Global tax and advisory firm KPMG recently commented on the crowdfunding industry and how traditional banks are sizing up the new, innovative form of finance.
As we all know the finance industry is absolutely enormous. Crowdfunding, along with peer to peer lending, is still quite small. But those involved in the crowdfunding industry are watching (or participating in) the dramatic change in how capital is accessed – and formed. The banking industry is currently the big kid on the block. After a rough go of it a few years ago – things are picking back up and there is plenty to do – so should banks join the new forms of finance? KPMG consultant Jeff Poole, based in the UK, counsels they should. He notes that it is hard to ignore the crowdfunding phenomena. But there are challenges, he states;
“…the crowdfunding sector must address many issues that could either spark vast future growth or crimp their low-cost, low-margin business models. Such uncertainty makes it hard for the traditional financial sector to decide whether crowdfunders are a friend, foe, family, or just a flash-in-the-pan.
First off, the crowdfunding industry needs to educate the public, investors and politicians about this often-misunderstood industry, including clarifying the various crowdfunding models, as highlighted in the chart below.”
Fair enough. Education and communication is something that should not be ignored. From Crowdfund Insider’s perspective we are sharing the crowdfunding message to all. Poole also comments on the regulatory challenge. This is something the US has been struggling with for years. In the UK they innovated first, and regulated later, so their challenge is a bit different. Poole says of regulations;
“Regulation is catching up with crowdfunding providers in the UK, with the introduction of the Financial Conduct Authority’s Policy Statement PS14/4 in April 2014. European, US and other regulators are taking similar steps to supervise the sector.”

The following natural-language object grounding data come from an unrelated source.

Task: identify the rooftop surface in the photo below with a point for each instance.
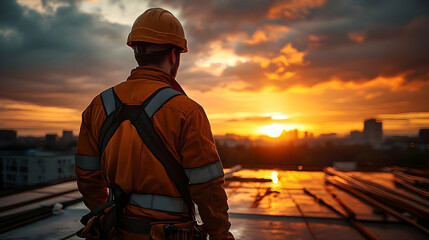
(261, 207)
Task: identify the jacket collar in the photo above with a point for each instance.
(156, 74)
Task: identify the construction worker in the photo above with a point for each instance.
(131, 190)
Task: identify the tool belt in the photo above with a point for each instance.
(104, 221)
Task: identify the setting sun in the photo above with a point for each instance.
(274, 130)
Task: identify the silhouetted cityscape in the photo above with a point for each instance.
(33, 160)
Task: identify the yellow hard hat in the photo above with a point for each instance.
(158, 26)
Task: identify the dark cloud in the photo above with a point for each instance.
(63, 57)
(352, 40)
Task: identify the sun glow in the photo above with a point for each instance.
(274, 177)
(275, 130)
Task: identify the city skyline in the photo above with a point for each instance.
(318, 66)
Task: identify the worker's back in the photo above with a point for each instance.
(151, 146)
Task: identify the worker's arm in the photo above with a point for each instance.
(202, 164)
(87, 166)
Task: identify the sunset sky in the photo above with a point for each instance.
(315, 65)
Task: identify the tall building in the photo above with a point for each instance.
(424, 135)
(373, 131)
(67, 137)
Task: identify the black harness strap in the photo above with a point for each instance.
(140, 116)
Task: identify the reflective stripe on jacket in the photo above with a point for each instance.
(126, 162)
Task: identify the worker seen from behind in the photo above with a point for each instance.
(145, 152)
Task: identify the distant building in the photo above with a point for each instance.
(232, 140)
(328, 136)
(424, 135)
(373, 131)
(23, 168)
(7, 137)
(357, 137)
(67, 137)
(51, 139)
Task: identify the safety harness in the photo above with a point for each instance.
(140, 117)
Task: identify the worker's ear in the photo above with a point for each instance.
(173, 57)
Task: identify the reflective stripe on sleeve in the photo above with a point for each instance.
(159, 202)
(85, 162)
(204, 173)
(160, 98)
(108, 100)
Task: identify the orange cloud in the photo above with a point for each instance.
(357, 37)
(293, 9)
(267, 33)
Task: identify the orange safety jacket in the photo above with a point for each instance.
(128, 163)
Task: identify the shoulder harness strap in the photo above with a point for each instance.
(140, 117)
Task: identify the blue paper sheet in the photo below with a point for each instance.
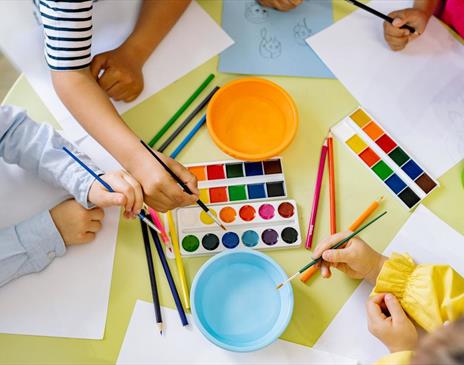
(269, 42)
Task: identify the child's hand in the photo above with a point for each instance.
(122, 78)
(162, 193)
(395, 330)
(357, 259)
(128, 193)
(282, 5)
(75, 223)
(398, 38)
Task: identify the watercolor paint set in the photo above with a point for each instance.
(234, 181)
(268, 224)
(404, 177)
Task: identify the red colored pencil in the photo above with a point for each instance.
(330, 157)
(317, 193)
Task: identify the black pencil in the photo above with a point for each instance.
(379, 14)
(184, 186)
(169, 278)
(187, 120)
(151, 273)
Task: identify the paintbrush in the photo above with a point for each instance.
(380, 15)
(105, 184)
(184, 186)
(336, 246)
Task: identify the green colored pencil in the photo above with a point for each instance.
(334, 247)
(182, 109)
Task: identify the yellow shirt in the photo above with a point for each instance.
(430, 294)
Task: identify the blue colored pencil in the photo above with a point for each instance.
(151, 274)
(105, 184)
(189, 136)
(167, 272)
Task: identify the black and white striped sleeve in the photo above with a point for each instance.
(67, 26)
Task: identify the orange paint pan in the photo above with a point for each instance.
(252, 119)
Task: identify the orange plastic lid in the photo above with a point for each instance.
(252, 119)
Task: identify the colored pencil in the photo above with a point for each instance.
(187, 120)
(176, 116)
(179, 262)
(330, 157)
(157, 221)
(308, 274)
(105, 184)
(380, 15)
(189, 136)
(317, 193)
(167, 272)
(334, 247)
(304, 277)
(184, 186)
(370, 209)
(151, 273)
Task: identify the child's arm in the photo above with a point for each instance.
(31, 245)
(68, 33)
(356, 259)
(38, 148)
(122, 78)
(417, 17)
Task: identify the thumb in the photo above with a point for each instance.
(98, 63)
(107, 199)
(336, 256)
(394, 307)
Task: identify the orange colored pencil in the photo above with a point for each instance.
(370, 209)
(333, 215)
(354, 226)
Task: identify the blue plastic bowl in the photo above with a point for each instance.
(235, 303)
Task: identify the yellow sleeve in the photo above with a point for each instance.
(430, 294)
(396, 358)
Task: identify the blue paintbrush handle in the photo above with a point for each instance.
(189, 136)
(98, 178)
(167, 272)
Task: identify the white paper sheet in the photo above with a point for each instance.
(70, 297)
(416, 94)
(428, 240)
(186, 345)
(113, 20)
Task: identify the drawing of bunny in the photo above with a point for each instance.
(269, 47)
(301, 31)
(255, 13)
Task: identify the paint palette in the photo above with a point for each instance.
(258, 225)
(383, 156)
(234, 181)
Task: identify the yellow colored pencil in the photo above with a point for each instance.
(179, 263)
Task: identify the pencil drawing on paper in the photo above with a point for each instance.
(269, 46)
(255, 13)
(301, 32)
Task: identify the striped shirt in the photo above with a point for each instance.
(67, 26)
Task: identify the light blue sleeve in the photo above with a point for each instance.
(38, 148)
(31, 245)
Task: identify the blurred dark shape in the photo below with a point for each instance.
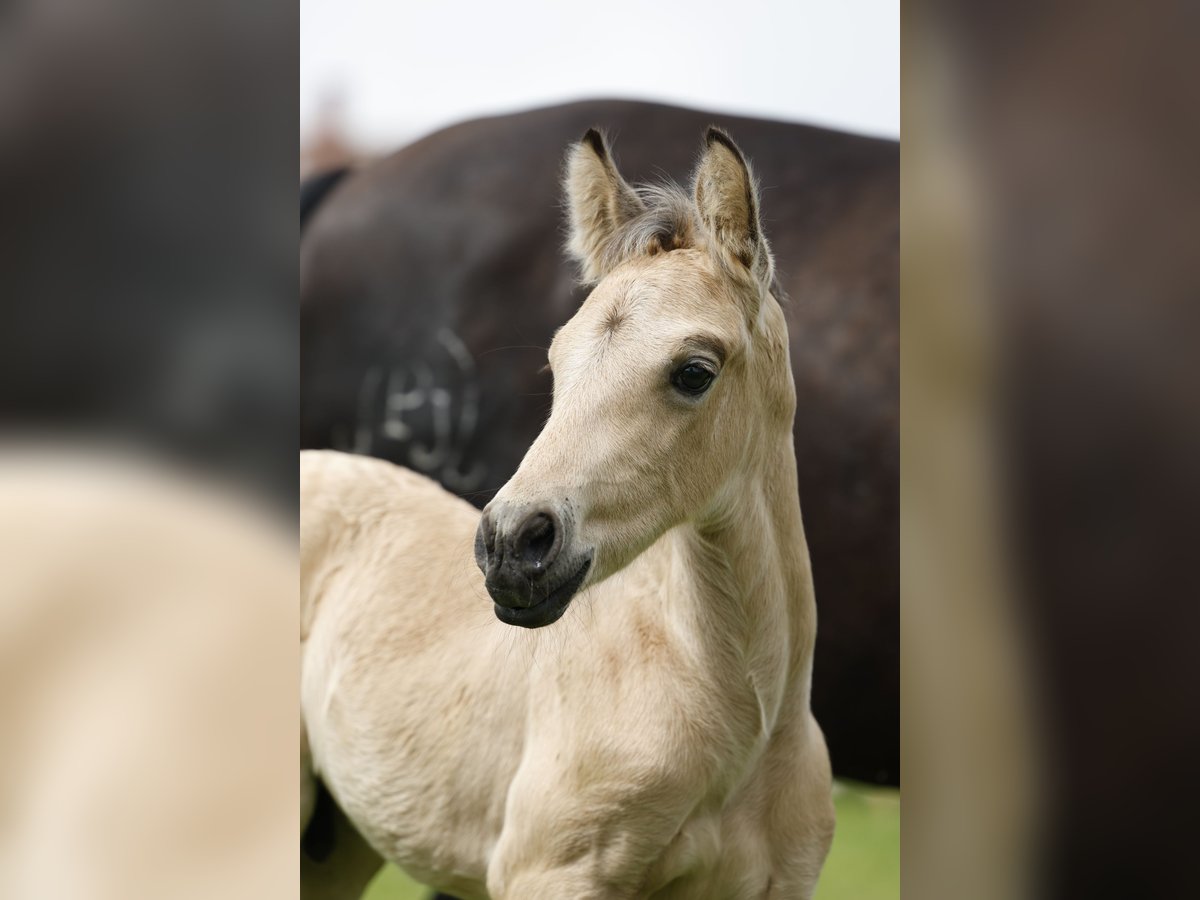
(432, 282)
(1081, 125)
(148, 229)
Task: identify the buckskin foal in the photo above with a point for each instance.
(658, 741)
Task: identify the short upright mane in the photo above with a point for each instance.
(657, 217)
(669, 222)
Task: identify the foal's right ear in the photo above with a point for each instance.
(600, 203)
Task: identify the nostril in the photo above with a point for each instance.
(487, 532)
(485, 543)
(538, 544)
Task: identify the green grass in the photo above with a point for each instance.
(864, 863)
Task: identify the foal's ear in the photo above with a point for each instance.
(727, 207)
(599, 202)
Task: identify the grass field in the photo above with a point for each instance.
(864, 863)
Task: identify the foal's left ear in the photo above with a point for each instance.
(600, 204)
(727, 207)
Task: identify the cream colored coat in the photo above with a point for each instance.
(657, 742)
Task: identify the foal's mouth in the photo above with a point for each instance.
(547, 610)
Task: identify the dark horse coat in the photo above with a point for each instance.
(432, 281)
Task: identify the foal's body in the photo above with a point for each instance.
(654, 743)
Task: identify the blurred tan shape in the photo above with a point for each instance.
(966, 733)
(147, 685)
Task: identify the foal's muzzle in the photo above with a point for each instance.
(529, 575)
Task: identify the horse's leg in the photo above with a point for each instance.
(335, 862)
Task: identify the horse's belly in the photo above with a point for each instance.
(712, 859)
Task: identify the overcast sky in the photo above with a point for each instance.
(405, 69)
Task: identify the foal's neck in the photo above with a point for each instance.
(744, 580)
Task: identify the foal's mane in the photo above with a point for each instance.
(669, 222)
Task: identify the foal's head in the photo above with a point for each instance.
(671, 382)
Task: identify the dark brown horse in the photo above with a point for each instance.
(432, 281)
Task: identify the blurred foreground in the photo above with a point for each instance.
(1050, 442)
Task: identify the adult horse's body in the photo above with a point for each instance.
(431, 285)
(658, 741)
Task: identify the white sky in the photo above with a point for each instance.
(406, 67)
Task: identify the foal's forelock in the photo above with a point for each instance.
(667, 222)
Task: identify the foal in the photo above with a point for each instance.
(658, 741)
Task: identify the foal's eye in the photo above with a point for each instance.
(693, 378)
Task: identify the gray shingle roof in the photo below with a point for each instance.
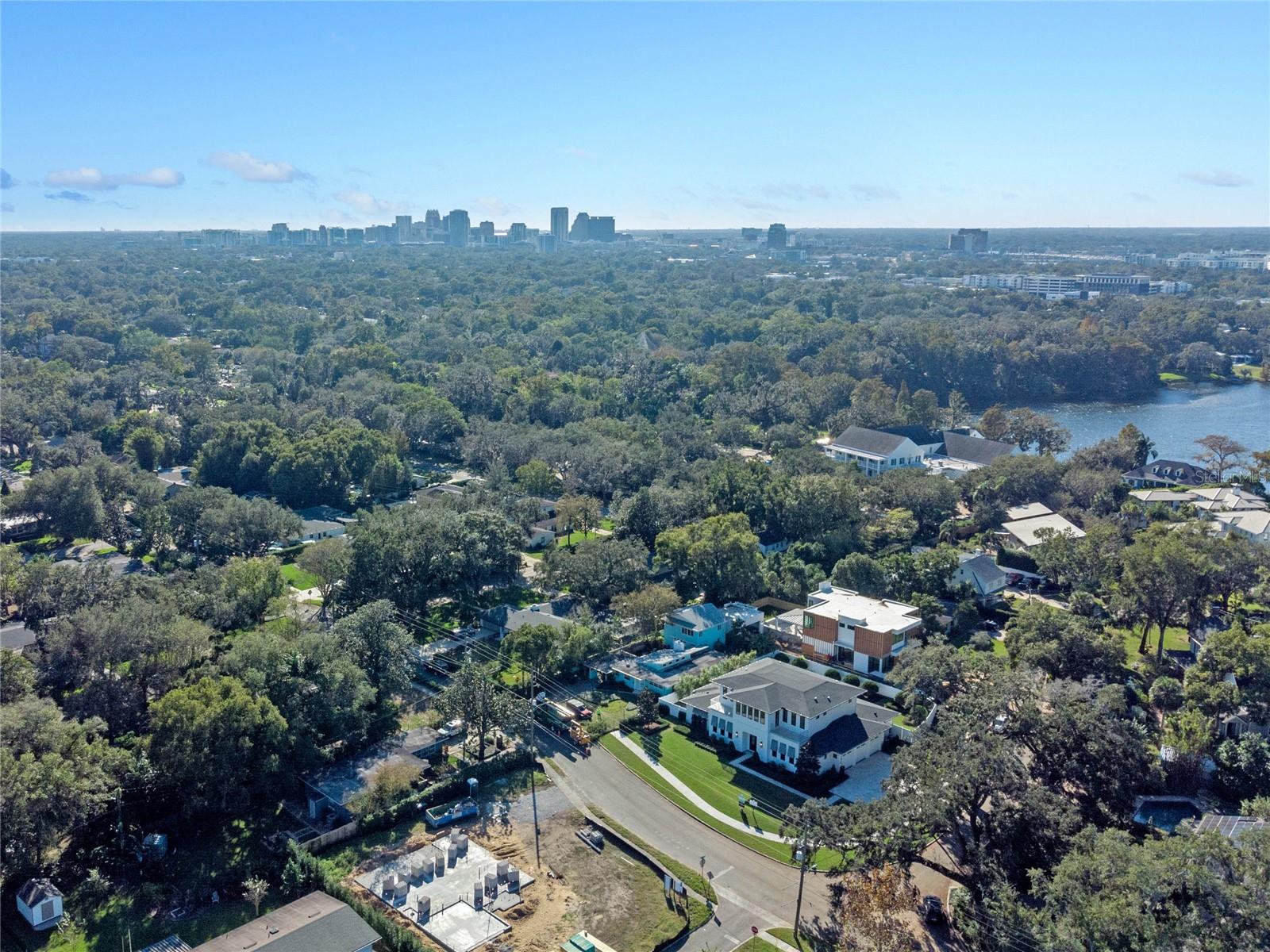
(768, 685)
(36, 892)
(315, 923)
(868, 441)
(698, 617)
(975, 450)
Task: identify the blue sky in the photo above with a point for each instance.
(181, 116)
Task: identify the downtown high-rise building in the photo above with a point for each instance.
(459, 225)
(560, 225)
(969, 241)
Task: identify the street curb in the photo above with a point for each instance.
(689, 812)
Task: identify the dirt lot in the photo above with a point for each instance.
(611, 894)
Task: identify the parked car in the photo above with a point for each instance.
(933, 911)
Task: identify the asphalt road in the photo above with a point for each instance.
(753, 890)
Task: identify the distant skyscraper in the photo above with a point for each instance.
(459, 226)
(602, 228)
(560, 225)
(969, 241)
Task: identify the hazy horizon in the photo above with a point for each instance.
(667, 116)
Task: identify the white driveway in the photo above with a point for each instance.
(864, 780)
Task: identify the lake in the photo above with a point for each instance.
(1175, 418)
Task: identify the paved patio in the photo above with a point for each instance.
(864, 780)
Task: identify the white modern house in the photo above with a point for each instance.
(1029, 526)
(775, 711)
(949, 452)
(861, 632)
(40, 903)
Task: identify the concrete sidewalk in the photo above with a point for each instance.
(694, 797)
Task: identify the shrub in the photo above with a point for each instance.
(981, 641)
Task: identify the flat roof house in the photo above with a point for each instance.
(1026, 524)
(865, 634)
(775, 711)
(950, 452)
(702, 625)
(314, 923)
(1165, 474)
(658, 670)
(879, 451)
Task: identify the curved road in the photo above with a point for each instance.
(753, 889)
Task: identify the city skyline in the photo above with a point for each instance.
(825, 116)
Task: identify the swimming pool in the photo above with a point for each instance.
(1165, 812)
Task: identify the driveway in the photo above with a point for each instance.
(864, 780)
(753, 889)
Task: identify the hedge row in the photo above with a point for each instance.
(308, 873)
(444, 791)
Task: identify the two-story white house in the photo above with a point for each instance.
(844, 628)
(878, 451)
(775, 710)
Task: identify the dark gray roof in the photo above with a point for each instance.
(173, 943)
(16, 636)
(918, 435)
(868, 441)
(698, 617)
(317, 923)
(1172, 473)
(36, 892)
(768, 685)
(975, 450)
(1230, 827)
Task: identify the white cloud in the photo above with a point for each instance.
(1218, 178)
(872, 194)
(366, 203)
(248, 168)
(98, 181)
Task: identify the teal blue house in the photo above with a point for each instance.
(696, 626)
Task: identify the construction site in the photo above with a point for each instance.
(486, 884)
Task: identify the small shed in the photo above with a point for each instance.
(40, 903)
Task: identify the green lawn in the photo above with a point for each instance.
(1175, 640)
(804, 941)
(714, 780)
(691, 877)
(298, 578)
(772, 847)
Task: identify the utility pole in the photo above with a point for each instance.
(800, 854)
(533, 762)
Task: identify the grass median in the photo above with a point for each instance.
(772, 847)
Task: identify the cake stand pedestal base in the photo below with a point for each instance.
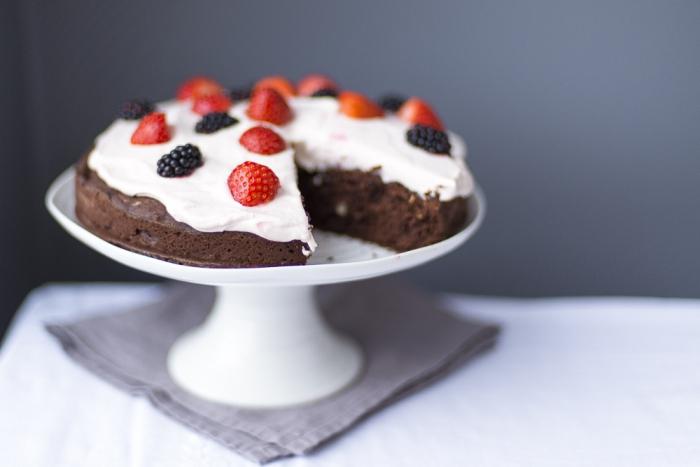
(264, 347)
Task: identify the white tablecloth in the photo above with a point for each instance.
(573, 382)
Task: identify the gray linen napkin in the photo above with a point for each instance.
(407, 341)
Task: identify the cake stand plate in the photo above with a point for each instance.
(265, 342)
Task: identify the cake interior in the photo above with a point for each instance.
(350, 202)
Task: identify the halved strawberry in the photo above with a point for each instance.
(312, 83)
(213, 103)
(268, 105)
(199, 86)
(252, 184)
(152, 129)
(417, 112)
(355, 105)
(278, 83)
(262, 140)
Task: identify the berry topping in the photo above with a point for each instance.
(278, 83)
(356, 105)
(429, 138)
(268, 105)
(391, 102)
(312, 83)
(152, 129)
(262, 140)
(199, 86)
(325, 93)
(213, 103)
(214, 121)
(239, 93)
(180, 162)
(252, 184)
(417, 112)
(135, 109)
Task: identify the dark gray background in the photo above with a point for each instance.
(583, 120)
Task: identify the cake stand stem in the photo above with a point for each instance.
(264, 347)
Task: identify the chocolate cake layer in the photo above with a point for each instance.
(361, 205)
(143, 225)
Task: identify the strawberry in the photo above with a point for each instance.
(197, 87)
(152, 129)
(252, 184)
(417, 112)
(355, 105)
(262, 140)
(211, 103)
(278, 83)
(268, 105)
(312, 83)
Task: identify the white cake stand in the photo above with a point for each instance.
(265, 343)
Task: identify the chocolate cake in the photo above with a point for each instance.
(204, 181)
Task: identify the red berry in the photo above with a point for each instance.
(417, 112)
(268, 105)
(312, 83)
(152, 129)
(278, 83)
(355, 105)
(213, 103)
(262, 140)
(199, 86)
(252, 184)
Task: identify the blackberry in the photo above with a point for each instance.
(180, 161)
(325, 93)
(135, 109)
(391, 102)
(239, 93)
(428, 138)
(214, 121)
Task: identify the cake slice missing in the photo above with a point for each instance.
(181, 192)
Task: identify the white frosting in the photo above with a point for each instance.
(322, 137)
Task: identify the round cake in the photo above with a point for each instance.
(237, 178)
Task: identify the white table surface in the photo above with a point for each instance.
(573, 382)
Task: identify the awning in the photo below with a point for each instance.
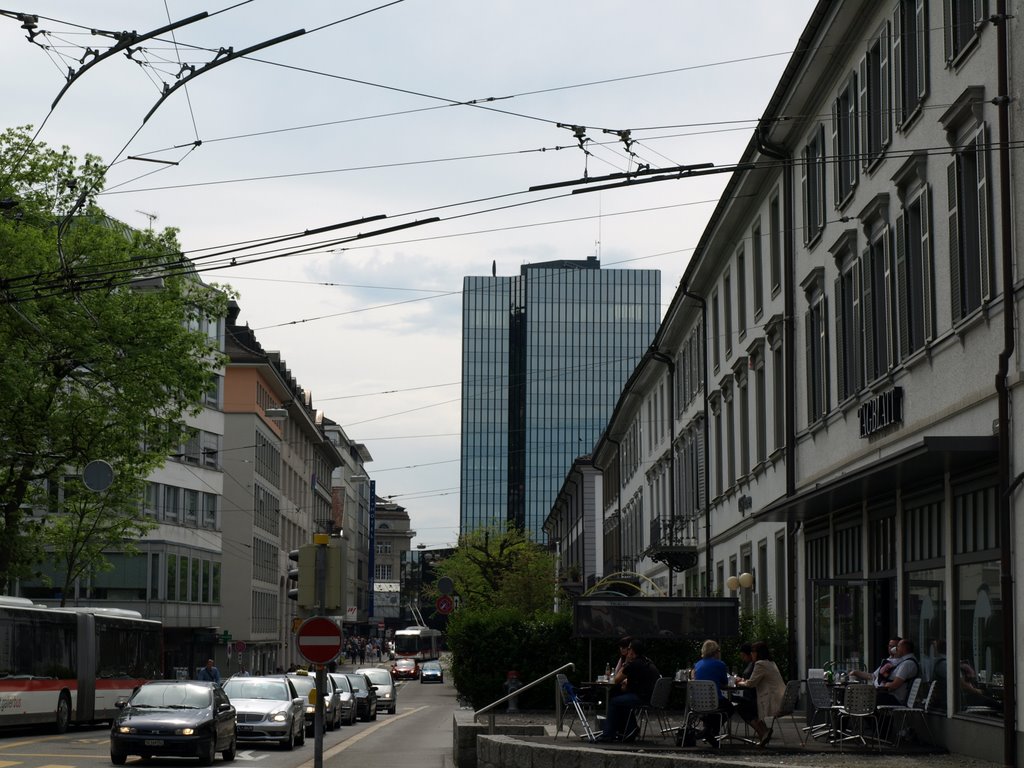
(930, 458)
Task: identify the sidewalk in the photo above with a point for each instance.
(816, 754)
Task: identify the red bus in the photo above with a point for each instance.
(62, 666)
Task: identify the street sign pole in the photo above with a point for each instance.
(321, 540)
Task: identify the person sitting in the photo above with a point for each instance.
(896, 688)
(636, 679)
(767, 680)
(711, 667)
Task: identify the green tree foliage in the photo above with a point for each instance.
(93, 369)
(496, 567)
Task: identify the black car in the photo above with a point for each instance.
(175, 718)
(366, 695)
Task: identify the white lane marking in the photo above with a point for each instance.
(338, 749)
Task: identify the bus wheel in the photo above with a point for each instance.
(64, 714)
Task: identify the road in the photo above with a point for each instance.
(419, 734)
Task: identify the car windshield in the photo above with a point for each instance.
(275, 690)
(180, 696)
(358, 683)
(303, 684)
(342, 682)
(378, 676)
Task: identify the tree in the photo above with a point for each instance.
(93, 369)
(505, 567)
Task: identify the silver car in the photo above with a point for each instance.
(387, 691)
(267, 709)
(346, 698)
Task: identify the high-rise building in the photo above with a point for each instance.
(545, 354)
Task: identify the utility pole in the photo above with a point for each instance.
(321, 541)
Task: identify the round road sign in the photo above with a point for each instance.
(318, 640)
(444, 604)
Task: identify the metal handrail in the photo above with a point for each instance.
(489, 708)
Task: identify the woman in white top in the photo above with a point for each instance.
(768, 682)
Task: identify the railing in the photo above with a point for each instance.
(489, 709)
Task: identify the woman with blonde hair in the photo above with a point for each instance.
(767, 680)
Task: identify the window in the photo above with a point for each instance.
(875, 103)
(757, 268)
(962, 20)
(913, 274)
(849, 377)
(970, 227)
(845, 140)
(727, 312)
(909, 58)
(741, 293)
(816, 347)
(875, 275)
(775, 244)
(813, 185)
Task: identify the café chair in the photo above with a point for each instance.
(574, 708)
(859, 707)
(786, 710)
(701, 698)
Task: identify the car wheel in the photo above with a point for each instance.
(208, 753)
(289, 741)
(64, 714)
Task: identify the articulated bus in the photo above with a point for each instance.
(421, 643)
(62, 666)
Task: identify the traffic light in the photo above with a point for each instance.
(303, 576)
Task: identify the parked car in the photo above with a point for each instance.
(366, 696)
(332, 717)
(387, 691)
(431, 672)
(346, 698)
(174, 718)
(268, 709)
(404, 669)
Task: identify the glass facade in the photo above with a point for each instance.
(545, 357)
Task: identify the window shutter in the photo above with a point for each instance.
(949, 34)
(842, 353)
(867, 312)
(838, 153)
(984, 226)
(923, 33)
(898, 81)
(902, 308)
(954, 267)
(809, 356)
(862, 109)
(804, 170)
(927, 269)
(885, 86)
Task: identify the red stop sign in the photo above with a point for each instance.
(320, 640)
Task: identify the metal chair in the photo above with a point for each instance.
(911, 710)
(859, 707)
(701, 699)
(821, 702)
(576, 709)
(659, 706)
(786, 709)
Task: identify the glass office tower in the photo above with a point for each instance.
(545, 355)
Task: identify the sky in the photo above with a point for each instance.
(411, 110)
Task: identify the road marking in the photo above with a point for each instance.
(247, 755)
(338, 749)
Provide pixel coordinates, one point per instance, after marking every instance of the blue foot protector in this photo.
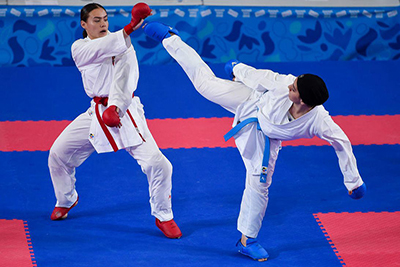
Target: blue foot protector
(253, 249)
(158, 31)
(229, 67)
(359, 192)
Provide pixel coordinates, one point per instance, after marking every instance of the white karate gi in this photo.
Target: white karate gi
(109, 68)
(262, 94)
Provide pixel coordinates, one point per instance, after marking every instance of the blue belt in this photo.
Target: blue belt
(236, 129)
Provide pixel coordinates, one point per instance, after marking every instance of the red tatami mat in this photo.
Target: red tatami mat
(363, 239)
(15, 244)
(199, 132)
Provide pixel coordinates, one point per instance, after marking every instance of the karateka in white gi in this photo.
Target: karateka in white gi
(109, 68)
(265, 104)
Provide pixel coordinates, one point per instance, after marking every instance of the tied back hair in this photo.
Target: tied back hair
(85, 13)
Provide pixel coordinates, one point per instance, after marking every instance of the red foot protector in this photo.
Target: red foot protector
(15, 244)
(363, 239)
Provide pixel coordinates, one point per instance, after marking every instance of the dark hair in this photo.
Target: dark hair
(85, 13)
(312, 89)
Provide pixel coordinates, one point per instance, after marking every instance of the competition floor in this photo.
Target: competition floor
(310, 220)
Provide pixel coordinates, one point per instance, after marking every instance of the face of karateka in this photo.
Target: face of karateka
(294, 94)
(96, 25)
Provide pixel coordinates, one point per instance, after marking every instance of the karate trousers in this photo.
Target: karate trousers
(234, 97)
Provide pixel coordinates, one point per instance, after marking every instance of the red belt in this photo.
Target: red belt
(104, 102)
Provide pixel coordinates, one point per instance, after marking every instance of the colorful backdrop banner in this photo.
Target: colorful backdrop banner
(43, 35)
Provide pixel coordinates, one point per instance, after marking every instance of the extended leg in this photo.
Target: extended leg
(223, 92)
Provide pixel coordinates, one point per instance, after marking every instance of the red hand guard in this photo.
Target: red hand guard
(139, 11)
(111, 117)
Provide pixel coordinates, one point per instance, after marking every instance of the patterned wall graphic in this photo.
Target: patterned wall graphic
(42, 35)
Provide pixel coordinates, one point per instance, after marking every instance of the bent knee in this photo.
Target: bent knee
(157, 162)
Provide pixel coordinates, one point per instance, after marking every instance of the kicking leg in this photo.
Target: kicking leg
(228, 94)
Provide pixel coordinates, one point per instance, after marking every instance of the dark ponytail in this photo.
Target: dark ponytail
(85, 13)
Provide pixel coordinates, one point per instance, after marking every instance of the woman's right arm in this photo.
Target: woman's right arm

“While clear regulations can improve crowdfunding’s public stature and trust, industry leaders must negotiate with law-makers to adapt old rules or tailor new ones to the ‘virtual realities’ of their business. For example, how can crowdfunders comply with new sales advice requirements or provide adequate product and risk disclosure when one of their main customer communications are 140-character social media tweets? A guidance consultation GC14/6 has just been issued by the UK regulator.”
Beyond all of this – if it wasn’t enough – he asks quite valid questions on taxes and competition. He says that banks are keeping a “close watch on crowdfunding providers growth”. Some traditional banks, such as Santander, has already formed a partnership with a more innovative group. Others are doing co-creation and of course some – nothing at all.
In the end he offers wise counsel saying (to those who may listen);
“For anyone thinking of ignoring the crowdfunding trend, remember how PayPal shook up the way consumers pay online for goods and services. Before crowdfunders iron out their growing pains, banks will want to decide whether these disruptive players will be friend, foe or family.”